BACKGROUND: Postponing parenthood has steadily increased during the past decades in Western countries. This trend has affected the size of families in the direction of fewer children born per couple. In addition, higher maternal age is associated with an increased risk of pregnancy-related complications such as prematurity and foetal death, while higher paternal age increases the risk of miscarriage and affects time-to-pregnancy. Hence, understanding the circumstances and reflections that influence the decision is greatly needed and little is known about potential gender difference influencing the choice.
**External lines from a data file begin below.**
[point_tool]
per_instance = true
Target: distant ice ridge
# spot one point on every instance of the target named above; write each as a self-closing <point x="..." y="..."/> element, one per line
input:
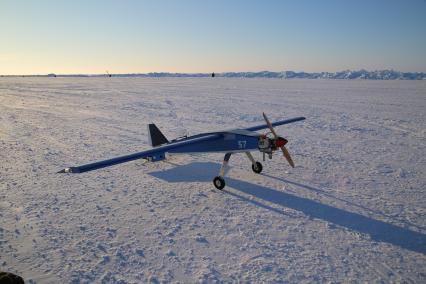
<point x="347" y="74"/>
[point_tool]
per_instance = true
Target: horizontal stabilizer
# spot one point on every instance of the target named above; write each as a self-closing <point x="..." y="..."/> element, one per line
<point x="156" y="138"/>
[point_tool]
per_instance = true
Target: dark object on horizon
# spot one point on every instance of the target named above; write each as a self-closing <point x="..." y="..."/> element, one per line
<point x="10" y="278"/>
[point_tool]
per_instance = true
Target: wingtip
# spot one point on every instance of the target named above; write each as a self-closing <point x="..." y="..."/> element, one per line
<point x="66" y="170"/>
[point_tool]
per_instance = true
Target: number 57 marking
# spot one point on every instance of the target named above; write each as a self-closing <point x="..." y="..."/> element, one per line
<point x="242" y="144"/>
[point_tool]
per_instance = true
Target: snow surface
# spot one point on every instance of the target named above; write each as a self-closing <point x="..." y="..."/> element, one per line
<point x="353" y="209"/>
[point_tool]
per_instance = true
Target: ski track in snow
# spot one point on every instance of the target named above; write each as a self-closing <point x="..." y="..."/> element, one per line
<point x="353" y="209"/>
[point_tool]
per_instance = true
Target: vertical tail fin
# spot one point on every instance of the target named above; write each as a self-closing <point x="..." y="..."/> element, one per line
<point x="155" y="136"/>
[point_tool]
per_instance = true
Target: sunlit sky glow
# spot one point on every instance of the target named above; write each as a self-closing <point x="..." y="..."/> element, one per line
<point x="69" y="37"/>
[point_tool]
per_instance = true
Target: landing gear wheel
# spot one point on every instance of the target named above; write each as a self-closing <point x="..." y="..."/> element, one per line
<point x="258" y="168"/>
<point x="219" y="182"/>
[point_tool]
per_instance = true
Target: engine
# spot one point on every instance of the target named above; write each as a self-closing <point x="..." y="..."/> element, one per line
<point x="270" y="144"/>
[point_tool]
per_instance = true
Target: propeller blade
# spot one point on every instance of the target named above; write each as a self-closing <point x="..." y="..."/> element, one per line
<point x="287" y="156"/>
<point x="283" y="148"/>
<point x="270" y="125"/>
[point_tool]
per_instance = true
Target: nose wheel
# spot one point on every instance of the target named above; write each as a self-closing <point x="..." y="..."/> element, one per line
<point x="219" y="182"/>
<point x="257" y="168"/>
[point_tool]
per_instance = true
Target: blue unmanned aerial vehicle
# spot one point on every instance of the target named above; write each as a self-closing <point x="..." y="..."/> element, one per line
<point x="229" y="142"/>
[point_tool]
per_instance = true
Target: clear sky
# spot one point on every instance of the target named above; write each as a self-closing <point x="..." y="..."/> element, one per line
<point x="90" y="36"/>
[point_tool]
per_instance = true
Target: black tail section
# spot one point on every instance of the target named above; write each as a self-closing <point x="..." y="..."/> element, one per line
<point x="155" y="136"/>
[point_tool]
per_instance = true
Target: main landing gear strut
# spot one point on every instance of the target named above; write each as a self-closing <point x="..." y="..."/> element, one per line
<point x="219" y="181"/>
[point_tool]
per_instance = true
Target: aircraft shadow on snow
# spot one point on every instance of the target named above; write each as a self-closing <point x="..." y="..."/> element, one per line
<point x="377" y="230"/>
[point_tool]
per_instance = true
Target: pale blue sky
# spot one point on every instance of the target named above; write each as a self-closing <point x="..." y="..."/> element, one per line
<point x="204" y="36"/>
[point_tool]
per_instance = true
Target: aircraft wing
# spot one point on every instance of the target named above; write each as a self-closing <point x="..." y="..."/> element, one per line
<point x="155" y="152"/>
<point x="277" y="123"/>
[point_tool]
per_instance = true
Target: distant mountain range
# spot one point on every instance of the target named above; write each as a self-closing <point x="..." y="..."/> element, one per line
<point x="348" y="74"/>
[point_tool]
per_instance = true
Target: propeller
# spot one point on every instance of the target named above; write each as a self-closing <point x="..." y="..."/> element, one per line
<point x="283" y="148"/>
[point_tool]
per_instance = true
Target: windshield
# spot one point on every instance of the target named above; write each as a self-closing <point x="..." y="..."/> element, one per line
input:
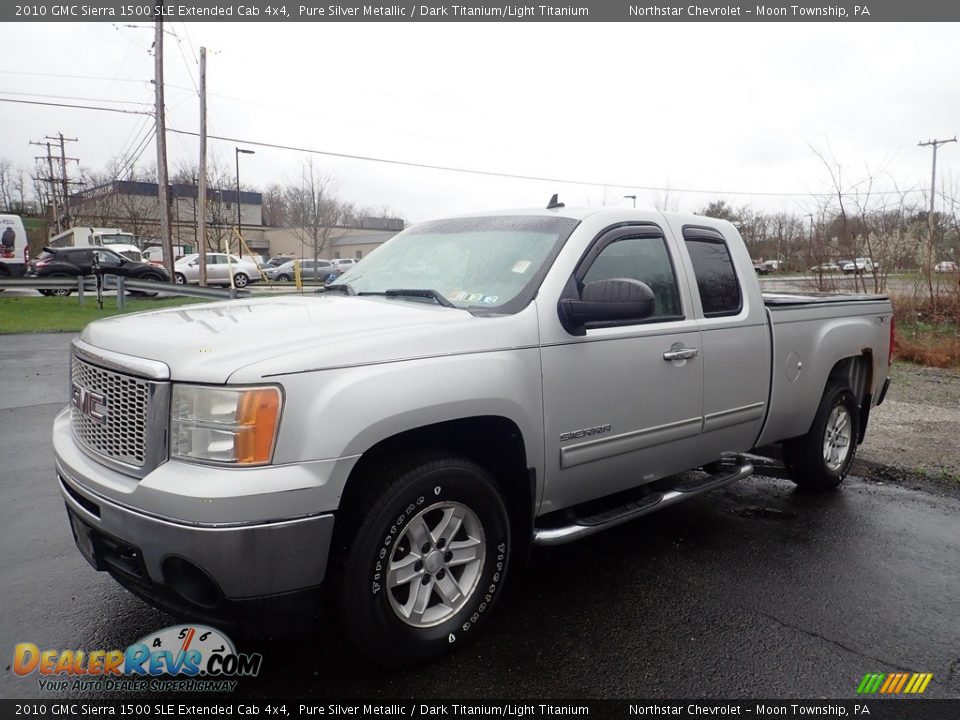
<point x="484" y="263"/>
<point x="118" y="239"/>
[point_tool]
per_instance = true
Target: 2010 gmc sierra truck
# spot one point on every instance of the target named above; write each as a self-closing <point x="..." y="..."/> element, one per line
<point x="476" y="385"/>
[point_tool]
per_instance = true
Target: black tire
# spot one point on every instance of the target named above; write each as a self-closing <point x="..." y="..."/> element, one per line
<point x="60" y="292"/>
<point x="149" y="277"/>
<point x="384" y="522"/>
<point x="806" y="457"/>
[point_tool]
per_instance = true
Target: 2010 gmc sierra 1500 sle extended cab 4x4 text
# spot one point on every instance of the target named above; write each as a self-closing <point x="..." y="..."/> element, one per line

The aim was to investigate attitudes towards parenthood, intentions for childbirth and knowledge about fertility issues among men and women.
METHODS: We conducted a cross-sectional study based on a validated 49-item questionnaire among students, who attended selected mandatory lectures at a Danish university college in February to April 2016. The participation rate was 99%, and 517 completed the questionnaire.
RESULTS: Though the majority of all participants wished to have children in the future (>86%), there was significant difference between the genders (p = 0.002). Women rated having children to be more important than men did (p < 0.001), while men rated higher the likelihood of abstaining from having children if faced with infertility (p = 0.003). Knowledge about fertility issues was similar between genders including poor knowledge about the age-related decline in female fertility. While women found it more important to have children before being 'too old' (p = 0.04), still more than 40% of all respondents intended to have their last child after the age of 35 years. For both genders the most important prerequisite for parenthood was having a partner to share responsibility with. Perceived or experienced life changes related to parenthood were generally positive such as personal development.
CONCLUSION: The majority of respondents wished to have children, but many desired to have these after the biological decline in female fertility. The moderate knowledge level among both genders uncovered in this study is of concern. Future research should address the potential link between fertility knowledge and planning of parenthood. We may benefit from intervention studies examining the effect of routine preconception care.